ESTUDO DA AUTOFAGIA EM MUCOSA DE RESERVATÓRIO ILEAL DE PACIENTES COM RETOCOLITE ULCERATIVA E POLIPOSE ADENOMATOSA FAMILIAR

Candidato(a): Nielce Maria de Paiva
Orientador(a): Raquel Franco Leal


Coorientador(a): Marciane Milanski Ferreira
Apresentação de Defesa
Curso: Doutorado em Ciências da Cirurgia
Local: anfiteatro do gastrocentro - unicamp
Data: 11/12/2018 - 09:00 hrs
Banca avaliadora
Titulares
Raquel Franco Leal - Presidente
João José Fagundes - Universidade Estadual de Campinas
Giovanna Rosa Degasperi - Pontifícia Universidade Católica de Campinas
Fabio Rogerio
Carlos Walter Sobrado Junior - Faculdade de Medicina da Universidade de São Paulo
Suplentes
Leticia Martins Ignacio De Souza
José Luis Braga de Aquino
Elizete Aparecida Lomazi

Resumo


A retocolectomia total com reservatório ileal (RI) e anastomose ao canal anal tem sido considerada o tratamento cirúrgico padrão para doentes portadores de retocolite ulcerativa (RCU) refratária ao tratamento clínico e para pacientes com polipose adenomatosa familiar (PAF) com mais de 20 pólipos retais. Bolsite é uma das complicações mais comuns após este procedimento nos pacientes com RCU. Defeitos na autofagia têm sido relatados em doenças inflamatórias intestinais. No entanto, não há estudos na mucosa do RI. Objetivo: Avaliar marcadores moleculares de autofagia na mucosa do RI de pacientes com RCU e com PAF comparando-os com controle de íleo distal normal. Casuística e Método: Dezesseis pacientes submetidos à retocolectomia total e confecção do RI em “J”, assintomáticos e com RI endoscopicamente normal foram avaliados. O grupo controle foi constituído por 8 pacientes com colonoscopia normal.
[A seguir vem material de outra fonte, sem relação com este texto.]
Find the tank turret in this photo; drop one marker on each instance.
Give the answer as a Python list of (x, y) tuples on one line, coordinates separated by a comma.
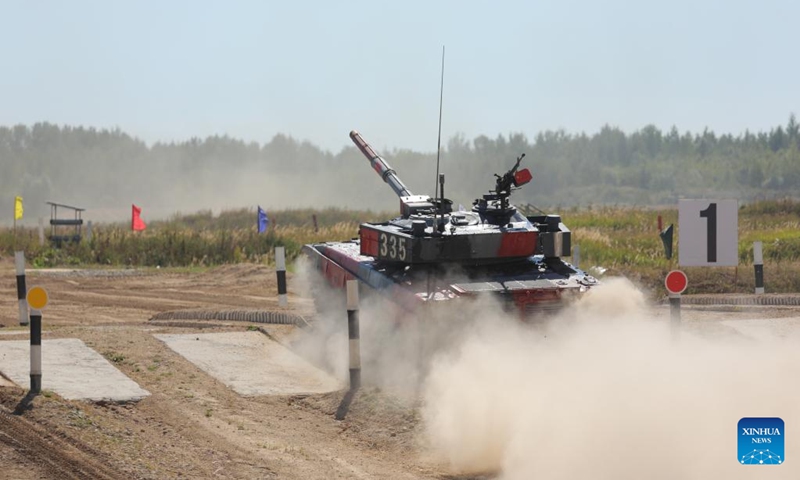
[(431, 252)]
As biópsias foram congeladas em nitrogênio líquido e os níveis proteicos e transcricionais dos marcadores de autofagia foram avaliados por meio de imunoblot de extrato proteico total e por PCR em Tempo Real (qPCR), respectivamente. A ausência de ileíte do RI foi determinada por parâmetros clínicos, histológicos e endoscópicos, de acordo com o Índice de Atividade da Ileíte do RI. O presente estudo foi aprovado pelo Comitê de Ética em Pesquisa da Unicamp e os participantes assinaram o termo de consentimento livre e esclarecido (TCLE). Utilizaram-se testes não paramétricos para a análise estatística. Nível de significância adotado foi p<0,05. Resultados: Houve uma diminuição significativa nos níveis transcricionais de ATG5, MAP1LC3A e BAX no grupo PAF (p<0,05). Encontrou-se também uma diminuição dos níveis proteicos de Beclin-1 nos pacientes com RCU e PAF em comparação ao grupo controle (p<0,05). Embora os níveis de LC3-II por imunoblot estarem maiores no grupo RCU, a colocalização LC3/p62 foi menor na análise quantitativa da imunofluorescência dos grupos RCU e PAF em comparação ao grupo controle (p<0,05). Corroborando com esses resultados, houve aumento dos níveis de p62 por imunoblot no grupo RCU. Conclusão: Esses achados indicam a modulação de marcadores da macroautofagia no RI, tanto de RCU quanto de PAF, o que pode explicar a predisposição à inflamação da mucosa nesses reservatórios.